Former Foreign Secretary of Bangladesh Md Touhid Hossain recently said Rohingya issue remains one of the biggest challenges for the government of Bangladesh as what he says China, India, Russia, even Japan are not with Bangladesh on the issue.
However, Joyeeta said India's intention is very clear and there have always been efforts to find a sustainable solution to the Rohingya crisis.
Indian Foreign Secretary Harsh Vardhan Shringla said there is often interest and sometimes “uninformed speculation” about their position on the humanitarian crisis in Rakhine State of Myanmar, and its impact upon Bangladesh.
India says it is deeply appreciative of the spirit of humanism that motivated Bangladesh to offer shelter to nearly one million displaced people. "And we fully recognise and sympathise with the enormous burden that you’re facing."
During his recent visit to Bangladesh, Shringla said as the only country that is an actual neighbour of both Bangladesh and Myanmar, they are committed to offering the fullest support for any mutually-acceptable solution that will enable the earliest possible return of displaced persons to their homes in Rakhine State and to a life of dignity.
He said that this should be done in a manner that is “safe, secure and sustainable”.
India provided five tranches of aid to the camps in Cox’s Bazar through the government of Bangladesh, and are ready to do more.
“In parallel, we’re investing in the socio-economic development of the Rakhine area, including housing, so that there’s an incentive not only for people to return, but also for all communities to focus on cooperative solutions for economic development, rather than compete for limited resources,” said the Indian Foreign Secretary.

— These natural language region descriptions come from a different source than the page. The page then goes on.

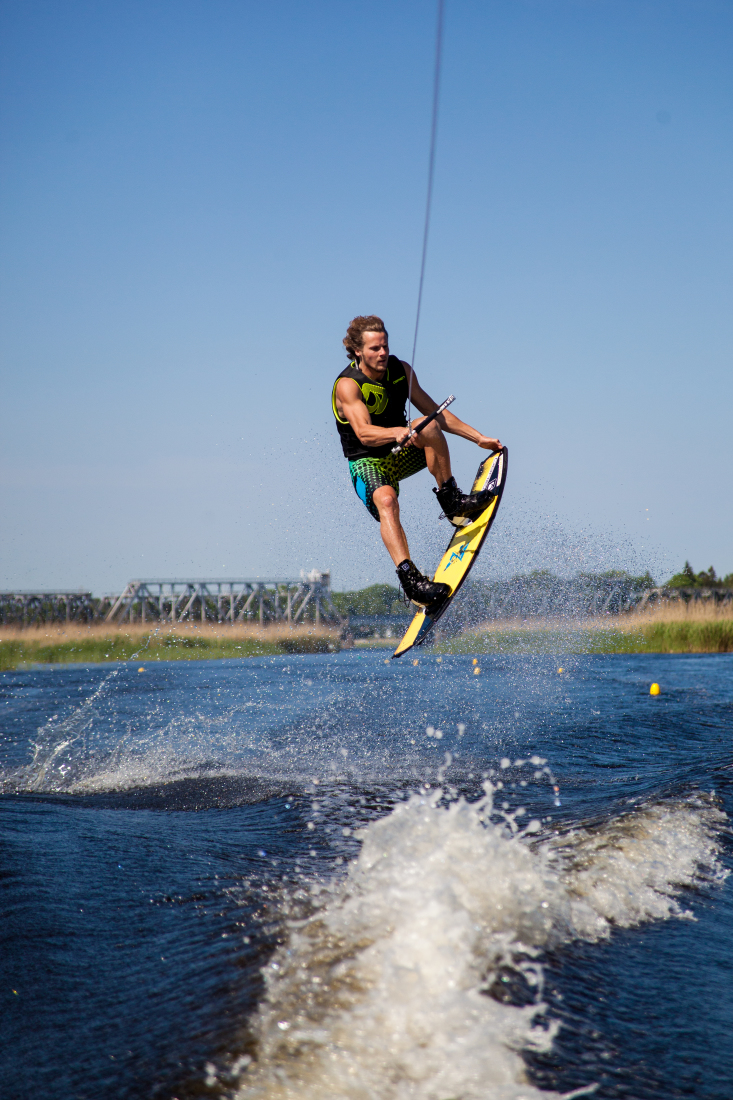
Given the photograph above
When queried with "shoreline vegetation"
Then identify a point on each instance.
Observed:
(78, 644)
(662, 629)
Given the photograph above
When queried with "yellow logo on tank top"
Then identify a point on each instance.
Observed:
(375, 399)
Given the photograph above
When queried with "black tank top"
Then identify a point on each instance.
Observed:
(385, 404)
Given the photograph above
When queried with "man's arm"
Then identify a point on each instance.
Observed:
(447, 420)
(353, 409)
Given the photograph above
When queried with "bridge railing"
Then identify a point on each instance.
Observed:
(288, 602)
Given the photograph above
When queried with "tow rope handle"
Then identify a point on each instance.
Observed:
(424, 424)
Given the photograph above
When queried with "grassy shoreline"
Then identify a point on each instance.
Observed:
(101, 645)
(665, 630)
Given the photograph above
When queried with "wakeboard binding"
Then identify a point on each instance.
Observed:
(460, 508)
(418, 589)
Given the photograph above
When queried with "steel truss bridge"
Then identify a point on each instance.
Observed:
(159, 601)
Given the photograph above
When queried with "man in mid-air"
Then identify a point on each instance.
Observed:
(369, 403)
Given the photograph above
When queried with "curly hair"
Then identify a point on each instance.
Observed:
(354, 337)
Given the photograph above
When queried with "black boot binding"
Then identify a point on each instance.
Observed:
(418, 589)
(461, 507)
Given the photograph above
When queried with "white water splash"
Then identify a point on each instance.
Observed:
(381, 992)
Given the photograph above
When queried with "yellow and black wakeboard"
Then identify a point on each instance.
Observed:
(462, 549)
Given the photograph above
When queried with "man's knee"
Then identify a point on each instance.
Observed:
(429, 436)
(386, 502)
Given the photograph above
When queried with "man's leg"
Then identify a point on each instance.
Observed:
(435, 444)
(459, 507)
(393, 536)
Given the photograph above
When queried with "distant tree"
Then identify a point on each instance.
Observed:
(707, 579)
(684, 580)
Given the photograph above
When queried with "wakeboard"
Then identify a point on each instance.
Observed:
(462, 550)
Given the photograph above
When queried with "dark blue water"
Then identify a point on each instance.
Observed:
(187, 912)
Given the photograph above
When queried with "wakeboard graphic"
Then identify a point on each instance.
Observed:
(462, 550)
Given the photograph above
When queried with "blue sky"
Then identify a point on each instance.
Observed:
(198, 196)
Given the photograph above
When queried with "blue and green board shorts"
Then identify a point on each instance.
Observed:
(369, 474)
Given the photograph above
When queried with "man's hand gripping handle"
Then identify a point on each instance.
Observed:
(423, 424)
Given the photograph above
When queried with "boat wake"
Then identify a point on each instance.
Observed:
(419, 974)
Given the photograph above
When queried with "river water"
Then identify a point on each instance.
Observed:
(352, 878)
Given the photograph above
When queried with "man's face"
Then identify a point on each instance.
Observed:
(374, 350)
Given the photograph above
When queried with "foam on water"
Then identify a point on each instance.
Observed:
(387, 987)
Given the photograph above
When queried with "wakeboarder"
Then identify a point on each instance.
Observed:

India made it clear that they are consistent in their interventions with the government of Myanmar at all levels, on the importance of closing IDP camps, facilitating socio-economic development projects, and in offering a conducive environment to encourage displaced persons to return to their homes in Myanmar from Bangladesh.
In other words, Shringla said, there is no difference between India and Bangladesh on the way forward in addressing this major humanitarian problem.
“All we suggest in this regard is that we encourage diverse stakeholders to lower the rhetoric and find practical and pragmatic solutions, bearing in mind that the priority is finding a fair and dignified humanitarian outcome,” he said.
Bangladesh is hosting over 1.1 million Rohingyas in Cox's Bazar district and most of them entered Bangladesh since August 25, 2017 amid military crackdowns in Rakhine State.